Evaluating Limits of Trigonometric Functions

To evaluate the limit of a function such as  
\[\frac{sin^2 \theta sin 4 \theta}{\theta^3}\]
  as  
\[\theta rightarrow 0\]
  we can use the following limits.
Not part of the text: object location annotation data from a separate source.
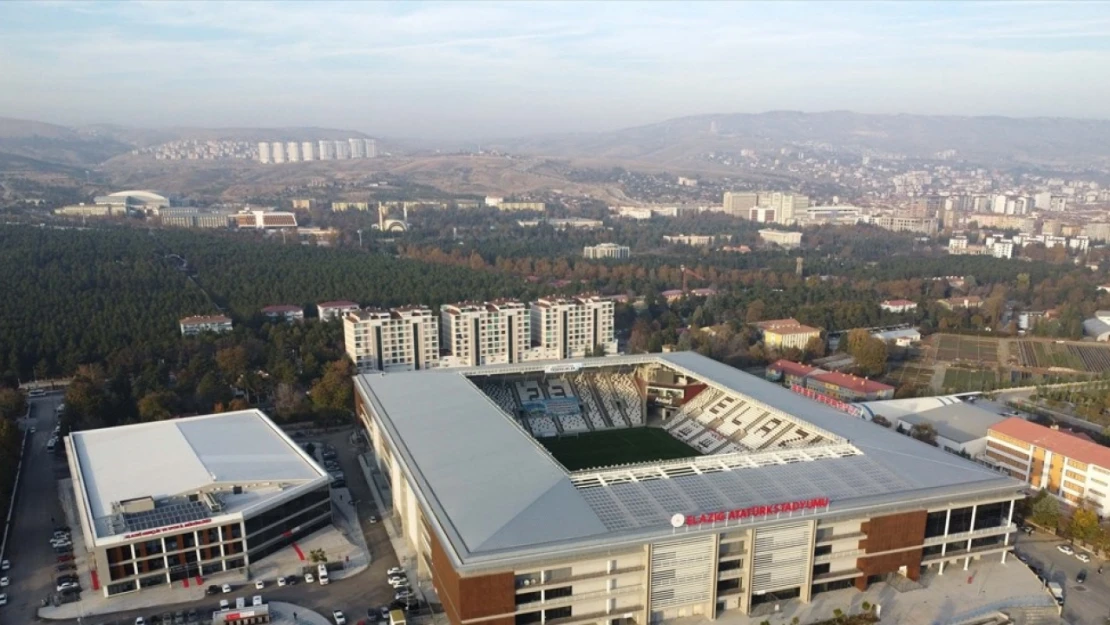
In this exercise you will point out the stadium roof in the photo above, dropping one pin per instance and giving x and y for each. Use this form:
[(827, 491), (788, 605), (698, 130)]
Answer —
[(495, 493), (171, 459)]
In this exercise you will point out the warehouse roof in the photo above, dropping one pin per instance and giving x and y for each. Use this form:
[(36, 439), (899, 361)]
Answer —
[(169, 460)]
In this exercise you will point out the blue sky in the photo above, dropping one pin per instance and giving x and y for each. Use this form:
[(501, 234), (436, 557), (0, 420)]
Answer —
[(480, 69)]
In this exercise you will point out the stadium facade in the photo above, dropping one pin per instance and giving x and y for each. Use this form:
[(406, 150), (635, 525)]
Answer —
[(778, 496)]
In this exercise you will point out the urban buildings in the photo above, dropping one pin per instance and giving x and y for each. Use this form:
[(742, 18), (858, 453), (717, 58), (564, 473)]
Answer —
[(323, 150), (1068, 466), (928, 227), (606, 251), (781, 238), (485, 333), (786, 333), (403, 339), (566, 328), (193, 325), (263, 219), (288, 313), (780, 497), (172, 501), (328, 311), (898, 305)]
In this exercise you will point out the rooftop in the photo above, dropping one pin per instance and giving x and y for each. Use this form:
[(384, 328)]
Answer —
[(854, 382), (167, 461), (1055, 441), (494, 494)]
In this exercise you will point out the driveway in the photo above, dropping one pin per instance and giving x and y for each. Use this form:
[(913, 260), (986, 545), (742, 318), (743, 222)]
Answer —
[(1088, 603)]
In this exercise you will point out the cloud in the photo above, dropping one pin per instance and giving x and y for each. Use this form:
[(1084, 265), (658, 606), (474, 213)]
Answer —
[(481, 68)]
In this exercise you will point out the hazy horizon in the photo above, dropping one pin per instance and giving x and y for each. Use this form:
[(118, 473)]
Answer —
[(481, 70)]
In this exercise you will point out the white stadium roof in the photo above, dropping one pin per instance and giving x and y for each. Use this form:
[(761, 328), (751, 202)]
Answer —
[(171, 459), (496, 493)]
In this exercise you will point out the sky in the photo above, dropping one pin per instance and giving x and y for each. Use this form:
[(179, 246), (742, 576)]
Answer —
[(461, 70)]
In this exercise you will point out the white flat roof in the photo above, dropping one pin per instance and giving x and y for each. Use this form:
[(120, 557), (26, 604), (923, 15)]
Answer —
[(172, 459)]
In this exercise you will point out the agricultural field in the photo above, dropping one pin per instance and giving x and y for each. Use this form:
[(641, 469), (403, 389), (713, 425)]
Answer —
[(1042, 354), (961, 380), (955, 348)]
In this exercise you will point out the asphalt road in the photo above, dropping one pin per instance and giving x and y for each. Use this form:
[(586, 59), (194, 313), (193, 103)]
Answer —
[(32, 560), (1083, 604), (32, 573)]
For example, as  
\[\theta\]
  approaches  
\[\pi /2\]
  from below,(written  
\[lim_{\theta \rightarrow {\frac{\pi}{2}}^{{}-{}}}\]
)  
\[tan \theta \rightarrow \infty\]
.
We write  
\[lim_{\theta \rightarrow {\frac{\pi}{2}}^{{}-{}}} tan \theta = \infty\]

Similarly  
\[lim_{\theta \rightarrow {\frac{\pi}{2}}^{{}+{}}} tan \theta = - \infty\]

\[lim_{\theta \rightarrow {\frac{\pi}{2}}^{{}-{}}} sec \theta = lim_{\theta \rightarrow {\frac{\pi}{2}}^{{}-{}}} \frac{1}{cos \theta} = \infty\]

\[lim_{\theta \rightarrow 0} sin \theta = 0\]

\[lim_{\theta \rightarrow 0} cos \theta = 1\]

\[lim_{\theta \rightarrow {\frac{\pi}{2}}^{{}+{}}} sec \theta = lim_{\theta \rightarrow {\frac{\pi}{2}}^{{}+{}}} \frac{1}{cos \theta}= - \infty\]

\[lim_{\theta \rightarrow {\frac{\pi}{2}}^{{}+{}}} cosec \theta = lim_{\theta \rightarrow 0^{{}+{}}} \frac{1}{sin \theta} = - \infty\]

\[lim_{\theta \rightarrow 0^{{}+{}}} cosec \theta = lim_{\theta \rightarrow 0^{{}+{}}} \frac{1}{sin \theta} = \infty\]

Three very useful limits are
\[lim_{\theta \rightarrow 0^{{}-{}}} \frac{sin \theta}{ \theta} = lim_{\theta \rightarrow 0^{{}+{}}} \frac{sin \theta}{ \theta} = 1\]

\[lim_{\theta \rightarrow 0^{{}-{}}} \frac{tan \theta}{ \theta} = lim_{\theta \rightarrow 0^{{}+{}}} \frac{tan \theta}{ \theta} = 1\]

\[lim_{\theta \rightarrow 0} sin \theta = lim_{\theta \rightarrow 0} tan \theta = lim_{\theta \rightarrow 0} \theta\]

Hence  
\[lim_{\theta \rightarrow 0} \frac{sin^2 \theta sin 4 \theta}{\theta^3} =\frac{\theta^2 \times 4 \theta}{\theta^3} = 4\]

\[lim_{n \rightarrow \infty} n sin(\frac{2 \pi}{n})=n \times \frac{2 \pi}{m}=2 \pi \]